Barnes' statements cast a light on what her team of 14 players accomplished this season.
The Wildcats not only made the 64-team women's tournament for the first time in 16 seasons in 2021 — they blew the doors open by rolling past the likes of Stony Brook, Brigham Young, Texas A&M, Indiana and 11-time national champion, UConn.
They transformed a city that had long been a men's hoops hotbed into one that was transfixed by every dribble that the Wildcats took in San Antonio.
But more than wins and losses, the Wildcats, in Barnes' opinion, showed the nation that they were far from a one-hit-wonder.
"I’ll remember just their fight. They always say, We have that dog mentality, I’ll remember that," Barnes said. "I remember when everybody around the country didn’t believe in us, counted us out, we believed in each other. We did that. We celebrated each other. We fought and we made it to the championship game. We’re not the best team in the country. We’re not the deepest team, not the tallest team. But we fought, we played some good defense. I think we played some of the best defense in the country."
Now, the task for Barnes and her staff is to find their way back to the promised land of the Final Four in 2022.
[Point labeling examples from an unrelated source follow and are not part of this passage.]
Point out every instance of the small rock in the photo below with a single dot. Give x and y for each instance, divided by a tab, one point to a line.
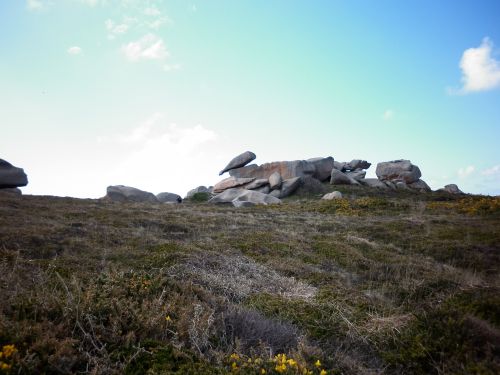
10	176
275	181
231	182
121	193
332	195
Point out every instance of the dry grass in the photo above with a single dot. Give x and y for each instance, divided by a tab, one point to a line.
374	283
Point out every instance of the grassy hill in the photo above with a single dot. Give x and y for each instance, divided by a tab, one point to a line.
376	282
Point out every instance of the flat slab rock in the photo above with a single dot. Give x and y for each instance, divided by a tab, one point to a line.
10	176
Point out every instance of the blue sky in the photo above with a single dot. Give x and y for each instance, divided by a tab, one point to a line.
161	94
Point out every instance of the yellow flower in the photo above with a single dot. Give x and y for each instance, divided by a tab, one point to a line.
8	350
292	362
280	368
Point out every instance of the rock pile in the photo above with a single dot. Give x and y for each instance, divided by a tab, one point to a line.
11	177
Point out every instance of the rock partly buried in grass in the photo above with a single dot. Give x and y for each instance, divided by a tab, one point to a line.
199	189
420	185
340	178
168	197
322	167
10	176
374	182
332	195
244	195
288	187
11	191
230	182
452	189
287	169
121	193
239	161
398	170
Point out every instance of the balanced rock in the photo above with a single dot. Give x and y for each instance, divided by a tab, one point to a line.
452	189
239	161
169	198
231	182
398	170
257	184
275	181
199	189
332	195
357	164
286	169
10	176
340	178
120	193
322	167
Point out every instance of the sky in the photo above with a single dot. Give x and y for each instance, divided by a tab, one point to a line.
160	95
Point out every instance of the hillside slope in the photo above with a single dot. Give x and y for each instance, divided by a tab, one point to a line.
373	283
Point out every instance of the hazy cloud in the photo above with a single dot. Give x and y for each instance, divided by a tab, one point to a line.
75	50
466	172
34	4
149	47
480	70
388	114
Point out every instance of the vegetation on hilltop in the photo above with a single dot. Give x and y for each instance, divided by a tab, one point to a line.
377	282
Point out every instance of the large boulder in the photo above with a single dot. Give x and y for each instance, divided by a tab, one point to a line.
169	198
452	189
239	161
310	185
357	174
121	193
199	189
10	176
322	167
398	170
275	181
231	182
287	169
257	184
340	178
244	195
357	164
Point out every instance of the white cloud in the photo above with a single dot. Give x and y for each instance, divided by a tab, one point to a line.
495	170
161	156
115	29
152	11
480	70
34	4
149	47
75	50
466	172
388	114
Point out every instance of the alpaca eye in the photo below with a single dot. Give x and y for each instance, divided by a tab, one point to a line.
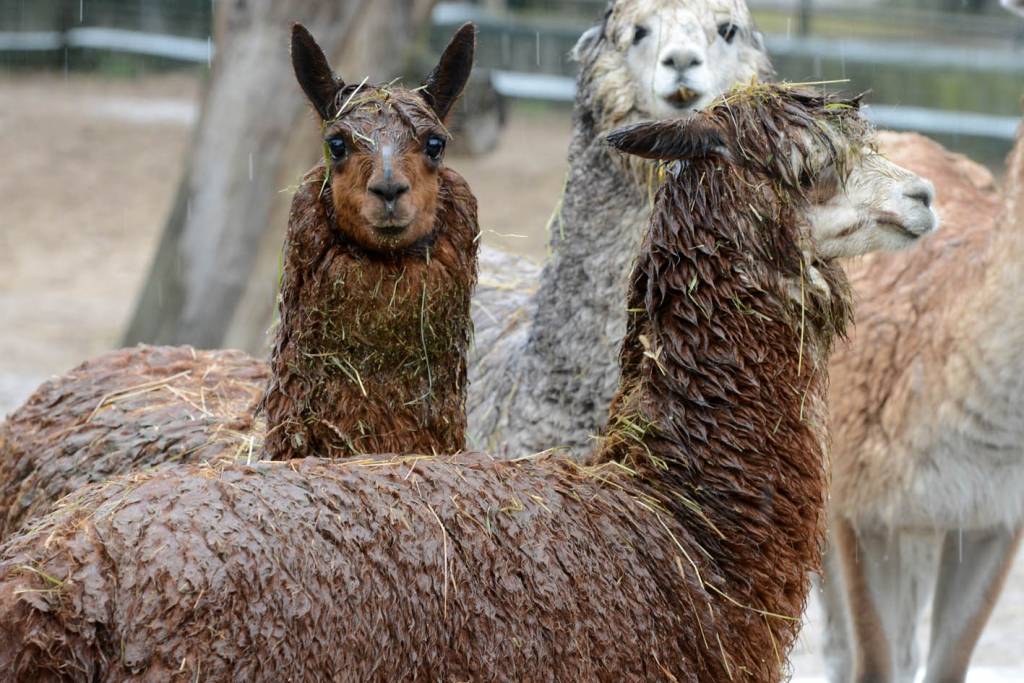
435	147
727	31
337	147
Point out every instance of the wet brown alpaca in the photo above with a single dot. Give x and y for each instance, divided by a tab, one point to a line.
681	554
371	351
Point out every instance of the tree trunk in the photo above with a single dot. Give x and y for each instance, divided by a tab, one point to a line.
214	276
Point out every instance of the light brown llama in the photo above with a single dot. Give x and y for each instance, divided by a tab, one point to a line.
929	424
681	553
379	266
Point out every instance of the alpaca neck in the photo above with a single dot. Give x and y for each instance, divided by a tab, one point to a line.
993	317
565	374
721	410
371	351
It'll be a tall task for sure, with McDonald, 2021 Pac-12 Player of the Year, and program pillars like forwards Sam Thomas and Trinity Baptiste all graduating.
Barnes isn't using the looming departure of the team's three leading scorers as a negative, however, as now the onus falls on underclassmen, like juniors Cate Reese and Shaina Pellington, to get the Wildcats back to the Final Four.
"The bar is high. We want to come back here," Barnes said. "I’m trying to build a program like [Stanford head coach Tara VanDerveer] has, build a program like [UConn head coach Geno Auriemma] and [South Carolina head coach Dawn Staley], all the other trailblazers in this profession. I’m not satisfied with just being here, being in the tournament; I want to build a program where you’re surprised when they don’t win.
"Like when you look at Tara, Geno, Dawn, it’s surprising if they don’t win a championship; it’s a disappointment. I don’t want to come here once and be done. I want to be back here. I think in the future, Arizona will be back.”
McDonald, who finished off her collegiate career with 22 points against the Cardinal, scoring in double-digits for the 93rd consecutive game, agreed with Barnes' prognosis in her postgame comments.
"We're walking out of here with a lot of pride," McDonald said in a news conference. "We have nothing to hang our heads for. We competed. We battled. We just lost to a very great team, an experienced team with talented players in all positions. They're led by a pioneer to the game. We just look at the positives. Look how far we've come."